In situations like this, it helps to have a road map and a compass to figure out where to go next."

2. Implement universal internet and computer access. A lack of internet access affected how schools responded and how students experienced remote learning this past spring and is no doubt why many students had no interaction at all with their schools once the crisis started. The need for universal high-speed internet access is not, however, just an issue for this coming year. Schools and students will be making greater use of online resources for years to come. All students must be able to access these resources.

3. Target resources to those most in need. There is clear evidence that the pandemic-related school building closures are widening opportunity gaps by race, income, and class. To address this problem, educators must first understand the specific needs of their students and then use flexibility in funding where it is available to meet students’ individual needs. In addition, some groups of students will need more than others; we must target resources to low-income students, students of color, English-language learners, homeless students, and those with disabilities. If choices must be made about which students to bring back in person, we recommend those who are most vulnerable to academic, social, and psychological problems (including younger children who seem less likely to spread the virus) be brought back first.

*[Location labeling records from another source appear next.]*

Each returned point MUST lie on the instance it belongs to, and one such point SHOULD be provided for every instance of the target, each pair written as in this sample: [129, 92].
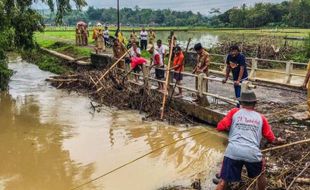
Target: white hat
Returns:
[149, 47]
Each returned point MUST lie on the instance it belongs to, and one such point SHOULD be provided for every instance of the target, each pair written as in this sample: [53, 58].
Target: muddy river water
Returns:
[51, 139]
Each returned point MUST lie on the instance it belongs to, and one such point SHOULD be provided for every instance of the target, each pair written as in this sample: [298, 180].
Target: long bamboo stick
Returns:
[167, 79]
[107, 72]
[286, 145]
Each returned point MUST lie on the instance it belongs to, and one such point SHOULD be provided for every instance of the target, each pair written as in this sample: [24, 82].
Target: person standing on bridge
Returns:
[106, 35]
[246, 128]
[236, 63]
[143, 39]
[134, 50]
[136, 64]
[157, 62]
[202, 67]
[152, 37]
[161, 50]
[306, 85]
[178, 66]
[119, 50]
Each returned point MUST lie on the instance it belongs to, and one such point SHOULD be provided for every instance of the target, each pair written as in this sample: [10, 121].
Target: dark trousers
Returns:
[238, 91]
[106, 41]
[143, 44]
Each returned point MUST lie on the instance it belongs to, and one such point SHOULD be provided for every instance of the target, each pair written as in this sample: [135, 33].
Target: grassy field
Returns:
[290, 32]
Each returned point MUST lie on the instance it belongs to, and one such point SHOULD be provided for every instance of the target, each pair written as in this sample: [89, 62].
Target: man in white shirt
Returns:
[106, 35]
[161, 50]
[143, 39]
[135, 50]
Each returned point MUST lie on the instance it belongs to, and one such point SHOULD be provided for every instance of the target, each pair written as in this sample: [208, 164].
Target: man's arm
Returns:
[207, 61]
[240, 75]
[228, 69]
[225, 123]
[267, 132]
[196, 65]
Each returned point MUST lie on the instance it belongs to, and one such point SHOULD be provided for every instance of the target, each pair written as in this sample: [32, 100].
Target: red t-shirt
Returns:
[135, 61]
[227, 122]
[246, 129]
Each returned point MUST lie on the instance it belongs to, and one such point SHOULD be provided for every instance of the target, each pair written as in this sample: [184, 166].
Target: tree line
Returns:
[293, 13]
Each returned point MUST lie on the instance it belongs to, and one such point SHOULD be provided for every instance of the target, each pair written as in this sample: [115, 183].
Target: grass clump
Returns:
[46, 62]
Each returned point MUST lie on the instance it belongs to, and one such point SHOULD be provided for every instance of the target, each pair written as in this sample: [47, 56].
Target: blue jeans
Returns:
[237, 91]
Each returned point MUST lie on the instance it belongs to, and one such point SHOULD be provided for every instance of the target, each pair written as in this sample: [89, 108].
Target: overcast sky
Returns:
[203, 6]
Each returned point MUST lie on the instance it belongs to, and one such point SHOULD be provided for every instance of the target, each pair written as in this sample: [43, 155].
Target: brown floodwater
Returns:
[51, 139]
[277, 77]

4. Provide the most personalized and engaging instruction possible under the circumstances, even when it is necessary to be online. We make no recommendation about whether schools should open to in-person instruction—that is a matter for public-health experts. But it is clear already that remote learning will occur for many students throughout the country. The best evidence suggests that virtual schools generate much less learning than in-person schools. However, when online learning is well-designed, it can be a very helpful resource, at least for students who have other instructional supports. We therefore recommend frequent, direct, and meaningful interaction that combines synchronous and asynchronous instruction.

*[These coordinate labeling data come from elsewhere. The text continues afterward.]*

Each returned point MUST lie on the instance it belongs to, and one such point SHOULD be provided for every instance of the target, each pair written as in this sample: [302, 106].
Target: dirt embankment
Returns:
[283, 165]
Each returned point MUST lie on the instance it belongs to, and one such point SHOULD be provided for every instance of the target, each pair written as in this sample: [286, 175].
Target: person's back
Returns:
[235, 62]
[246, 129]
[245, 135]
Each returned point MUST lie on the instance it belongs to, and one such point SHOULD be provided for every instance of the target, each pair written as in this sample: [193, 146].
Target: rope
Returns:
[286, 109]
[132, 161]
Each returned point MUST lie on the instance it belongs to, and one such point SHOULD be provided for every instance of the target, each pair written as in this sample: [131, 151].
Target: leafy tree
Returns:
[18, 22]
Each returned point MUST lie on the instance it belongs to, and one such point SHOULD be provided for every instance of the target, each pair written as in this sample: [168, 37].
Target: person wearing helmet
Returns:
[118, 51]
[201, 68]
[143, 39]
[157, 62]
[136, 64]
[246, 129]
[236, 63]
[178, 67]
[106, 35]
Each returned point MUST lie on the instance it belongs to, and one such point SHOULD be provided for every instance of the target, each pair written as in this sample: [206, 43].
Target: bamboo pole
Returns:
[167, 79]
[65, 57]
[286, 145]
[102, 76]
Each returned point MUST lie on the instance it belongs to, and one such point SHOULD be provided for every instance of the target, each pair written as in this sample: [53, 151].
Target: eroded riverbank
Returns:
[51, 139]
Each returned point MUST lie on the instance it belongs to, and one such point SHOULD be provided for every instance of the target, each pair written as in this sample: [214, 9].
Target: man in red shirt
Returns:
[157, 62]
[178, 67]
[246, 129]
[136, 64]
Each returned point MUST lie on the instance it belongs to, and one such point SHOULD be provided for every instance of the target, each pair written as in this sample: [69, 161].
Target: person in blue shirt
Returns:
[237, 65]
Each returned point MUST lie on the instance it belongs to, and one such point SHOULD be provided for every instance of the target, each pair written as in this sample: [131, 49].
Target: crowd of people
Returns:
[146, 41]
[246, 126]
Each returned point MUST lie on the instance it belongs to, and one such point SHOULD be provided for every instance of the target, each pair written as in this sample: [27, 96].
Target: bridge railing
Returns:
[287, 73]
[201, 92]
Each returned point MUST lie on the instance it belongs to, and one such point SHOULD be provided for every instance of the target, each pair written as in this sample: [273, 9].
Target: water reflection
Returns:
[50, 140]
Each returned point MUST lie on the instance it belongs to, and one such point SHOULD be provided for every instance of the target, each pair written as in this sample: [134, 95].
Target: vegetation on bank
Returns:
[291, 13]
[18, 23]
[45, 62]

5. Address the learning losses created by the crisis by expanding instructional time in ways that challenge, support, and engage students. The amount of time students spend learning affects how much they learn—and that time decreased dramatically once school buildings closed. We can make up some of this lost learning time, and the associated learning loss, by lengthening the school year, offering summer school, and providing tutoring.

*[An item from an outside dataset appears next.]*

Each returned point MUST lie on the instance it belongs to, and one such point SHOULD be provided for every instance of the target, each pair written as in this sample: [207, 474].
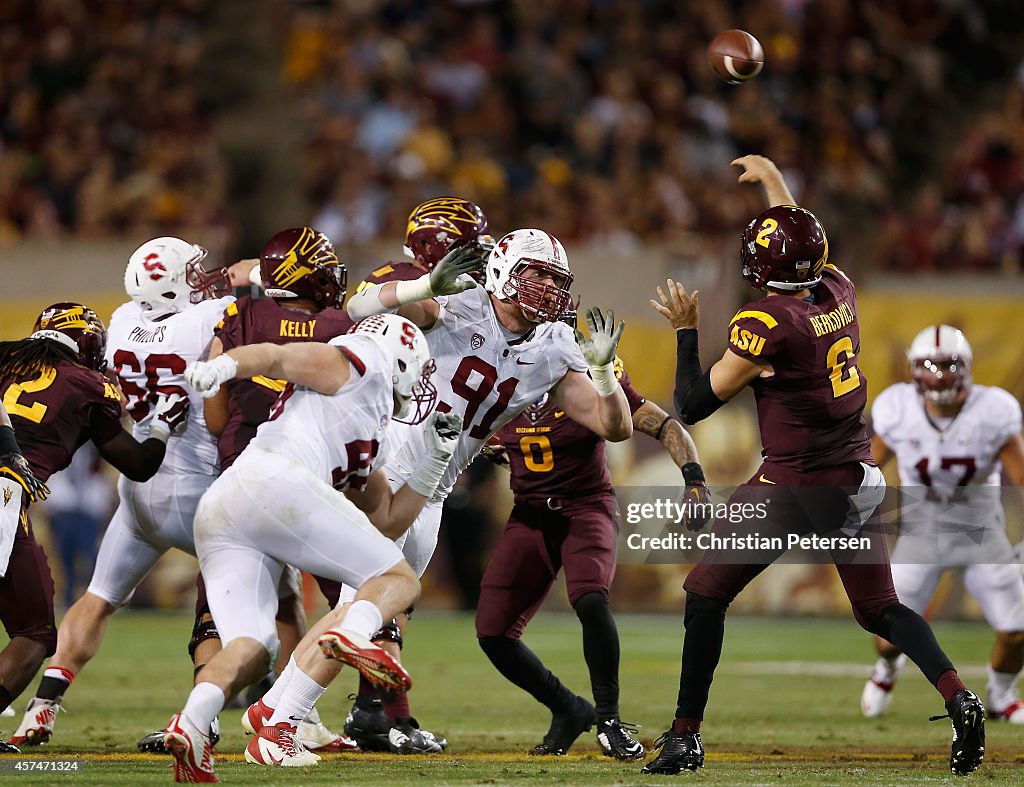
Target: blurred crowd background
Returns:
[900, 124]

6. Offer tailored, integrated support to each child to address social-emotional needs, physical health, and family well-being. Schools—especially in a crisis—do more than provide academic instruction. Student-support staff such as school counselors, social workers, nurses, and family-outreach workers will be critical to schools’ efforts to care for children, especially for those students who have been most impacted by the pandemic.

7. Make decisions about teachers that support pedagogical quality and equity. Teachers are the most important school resources. While Congress should provide funding to ensure that teachers can remain employed, we have to be ready if those funds fall short. Districts should make every effort to retain certified teachers in special education and English-language learning. Bilingual teachers are especially important with at-home learning because many parents don’t speak English, and yet those parents are responsible for their children’s education.

None of these ideas is new. These are best practices, even under normal conditions, and they take on increasing urgency today. The pandemic has drastically altered the modes through which we must educate our children and deepened the inequities that have long plagued K-12 education in the United States. These recommendations are intended to help educators and policymakers focus their energies on the steps we can take to make sure we provide our students with the best education—for all that education means—in the midst of the chaos swirling around them.

Of course, education research can never be the only guide to educational practice. But it can provide a useful map and a valuable compass to direct how we educate students in the coming year.